Beratungsverlauf:
Bürgermeisterin Radünzel stellt den Stellenplan für das Haushaltsjahr 2024 vor.
Dieser wurde aufgeteilt in die verschiedenen Organisationseinheiten.
Der Stellenplanquerschnitt liegt dann zur nächsten Ratsversammlung am 29.04.24 vor. Es wird eine Liste geben mit den Veränderungen von 2024 gegenüber 2023 mit entsprechenden Erläuterungen dazu. Der Stellenplan ist mit dem Personalrat und der Gleichstellungsbeauftragten abgestimmt und dem Entwurf wurde einvernehmlich zugestimmt.
Berücksichtigt werden die personellen Erfordernisse, um dem vorhandenen Aufgabenkatalog gerecht zu werden. Dabei wird die Entwicklung der Personalkosten im Blick behalten.
Es gibt keine großen Veränderungen zu berichten. Es wurde ein Stellenreduzierung von 1,155 Stellenanteilen erreicht.
Die Veränderungsliste wird kleinere Verschiebungen von Stellenzu- bzw. -minderungen vorsehnen durch die Entwicklung der Teilzeitkräfte, wie in der Vorlage beschrieben.

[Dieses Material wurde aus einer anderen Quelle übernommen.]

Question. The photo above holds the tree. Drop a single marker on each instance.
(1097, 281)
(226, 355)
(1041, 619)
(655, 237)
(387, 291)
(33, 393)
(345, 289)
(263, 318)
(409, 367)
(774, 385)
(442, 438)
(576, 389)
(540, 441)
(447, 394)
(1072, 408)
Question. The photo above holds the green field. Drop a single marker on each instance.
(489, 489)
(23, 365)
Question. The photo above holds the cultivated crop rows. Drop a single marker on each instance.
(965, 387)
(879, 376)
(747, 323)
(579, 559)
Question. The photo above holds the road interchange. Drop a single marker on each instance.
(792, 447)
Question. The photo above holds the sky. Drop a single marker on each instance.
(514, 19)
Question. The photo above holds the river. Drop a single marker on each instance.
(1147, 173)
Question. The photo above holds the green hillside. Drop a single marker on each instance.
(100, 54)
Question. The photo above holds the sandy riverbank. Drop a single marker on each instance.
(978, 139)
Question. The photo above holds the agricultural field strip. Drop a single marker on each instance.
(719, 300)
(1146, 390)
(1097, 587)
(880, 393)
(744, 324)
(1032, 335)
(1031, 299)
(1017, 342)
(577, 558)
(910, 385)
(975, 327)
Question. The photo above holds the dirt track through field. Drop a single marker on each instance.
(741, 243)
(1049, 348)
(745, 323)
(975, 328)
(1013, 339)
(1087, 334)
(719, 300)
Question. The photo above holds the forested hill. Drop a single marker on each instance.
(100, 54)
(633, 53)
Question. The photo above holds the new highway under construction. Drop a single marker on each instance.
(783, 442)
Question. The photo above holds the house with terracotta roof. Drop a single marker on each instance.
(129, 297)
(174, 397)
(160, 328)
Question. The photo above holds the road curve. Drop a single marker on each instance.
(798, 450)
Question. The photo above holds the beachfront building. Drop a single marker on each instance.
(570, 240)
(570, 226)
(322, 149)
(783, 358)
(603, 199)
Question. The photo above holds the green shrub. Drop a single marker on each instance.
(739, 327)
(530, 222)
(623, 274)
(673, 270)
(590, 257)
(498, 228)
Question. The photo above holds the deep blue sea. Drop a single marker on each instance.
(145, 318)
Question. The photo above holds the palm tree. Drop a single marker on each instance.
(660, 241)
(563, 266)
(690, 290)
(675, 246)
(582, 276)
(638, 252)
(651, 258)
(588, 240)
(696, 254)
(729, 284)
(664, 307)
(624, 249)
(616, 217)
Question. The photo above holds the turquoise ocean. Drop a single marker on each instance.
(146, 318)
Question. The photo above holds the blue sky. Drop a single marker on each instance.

Die Veränderungsliste beinhaltet auch die Stellenbewertungen.
Der Stellenplan 2024 weist insgesamt 105,060 Stellen aus.
Für das Jahr 2025 wird der KW Vermerk im Bereich des Jobcenters greifen und nur noch drei Zuweisungen im Bereich der Beschäftigten bestehen bleiben.
Bürgermeisterin Radünzel berichtet weiter, dass auch die Stadt Plön mit dem Fachkräftemangel zu kämpfen hat und versucht nun über verschiedene Kanäle, auch im Bereich Social-Media Personal zu akquirieren.
Gute Erfahrung konnte auch mit Quereinsteiger:innen gemacht werden, was aber auch die erforderlichen Mittel für Fort- und Weiterbildung erhöhen wird.
Herr Ohms betont ergänzend die Wichtigkeit Quereinsteiger:innen zu schulen.
Zu dem vorliegenden Antrag der FWG erklärt RH Buth, dass die FWG bereit ist den Antrag zurückzuziehen, wenn beschlossen wird, dass der Stellenplan in der nächsten Haushaltskonsolidierungsausschusssitzung, die noch vor der Sommerpause stattfinden soll, auf die Tagesordnung genommen wird.
RH Kalinka fragt nach, ob ein Antrag einer abstrakten Stellenplanstreichung überhaupt möglich ist.
Bürgermeisterin Radünzel erklärt, dass es durchaus möglich ist, einen Antrag auf Stellenstreichung zu stellen, aber eine konkrete Benennung der Stellen angebracht wäre, da es unter den Mitarbeiter zu Unruhe führt und Zukunftsängste hervorruft.
Sie appelliert, hierbei sehr sensibel vorzugehen und betont, dass die Verwaltung stets offen ist für Gespräche zum Thema Stellenplan.
In der anschließenden Diskussion wird gemeinsam besprochen, dass es wichtig und sinnvoll ist, dass sich die Konsolidierungsgruppe gemeinsam mit der Verwaltung mit dem Stellenplan befasst.